I remember there were three old albums filled with photos from a time before my sisters and I were born.
These were ones of my mom as a child, the youngest of ten siblings. Of my maternal lola, who passed away in the US when we were young. (I remember we received the news over dinner. I bawled, unabashed, because Ma was doing the same.) Of the old maternal house, since demolished. Of titos and titas who I’d never met or had died or looked vastly different from the young faces in those sepia-colored snapshots. Of a cheesy love poem my dad wrote Ma when they were dating, complete with a technically precise illustration of a rose only an engineer would draw (I swear — there were penciled-in margins and everything). She saved that poem and taped it to the back of one of the albums. (Someone else in my dad’s family must be keeping their albums, because there are very few photos of him there.) There were pictures of my parents’ wedding day. I remember random details: the fat white doves, the wedding guests’ big shoulder pads, the corn and egg soup starter served at the Chinese restaurant where they had the reception.
I especially loved looking at those albums and imagining my mom at my age. After reading this essay from the New York Times, I wish I could leaf through them now. I want to see Mama before she became Mama.
Actually, I’ve had the essay bookmarked in my phone for a while, since it came out. I’ve been chewing on the idea of identity after one becomes a mother. I find it telling that, in an old journal entry, I wrote this: “When I have kids, I’m scared of losing myself.”
I told my husband never to call me “mommy.” I was determined to keep working. I was certain I didn’t want my kids to be my whole world; I wanted to preserve a little part of me that was all my own.
But the truth is, motherhood changes you. It’s inevitable. I have gained; I never thought I could feel so fiercely about someone. There are times my little boy resembles me so much it hurts. But in some ways (that I can’t quite place my finger on) I also feel as if I did lose something in the process.
I look at photos of myself from not-so-long-ago and read my old journals, and I only vaguely recall what it felt like to be that version of myself. Becoming a mom bookended a time in my life in a way I did not expect. Even if, as Dan Gilbert said, “[t]he person you are right now is as transient, as fleeting and as temporary as all the people you’ve ever been,” it still surprised me how much I changed, practically overnight.
I scanned this photo some time ago to put in a video. It’s one of my favorites of my parents. My dad and his flared pants (with a thick head of hair!), Ma’s sweet hair clip, the odd pillowcase-without-pillows arrangement on the wooden sala set.
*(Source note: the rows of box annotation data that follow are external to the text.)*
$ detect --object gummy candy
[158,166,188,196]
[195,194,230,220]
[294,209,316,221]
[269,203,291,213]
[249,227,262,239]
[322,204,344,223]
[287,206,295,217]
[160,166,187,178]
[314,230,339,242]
Who took the picture? What were they eating? What was the occasion?
She looks different now. But that smile — the way her eyes crinkle at the sides, that wide-toothed grin — it hasn’t changed at all. And then, to read this:
“What solace to know that time, aging and motherhood cannot take away a woman’s essential identity. For daughters who closely resemble their moms, it must be an even bigger comfort; these mothers and daughters are twins, separated by a generation, and an old photo serves as a kind of mirror: How do I look? Even if there isn’t a resemblance, we can’t help but compare ourselves to our young mothers before they were mothers.
“Pluck, sex appeal, power, kindness, persistence: We admire and celebrate these characteristics, and we long for the past versions of our moms to embody them. But if these characteristics are a prerequisite for a properly executed womanhood, does becoming a mother divest a woman of such qualities? In studying these photos, and each daughter’s interpretation of them, I’ve come to wonder what traits we allow our mothers to have, and which ones we view as temporary, expiring with age and the beginning of motherhood. Can a woman be both sexual and maternal, daring and responsible, innocent and wise? Mothers are either held up as paragons of selflessness, or they’re discounted and parodied. We often don’t see them in all their complexity.”
Only when I became a parent myself did I start to fully, really appreciate the woman in the picture. How little and how much I know her. In time, I hope, my son will see me the same way.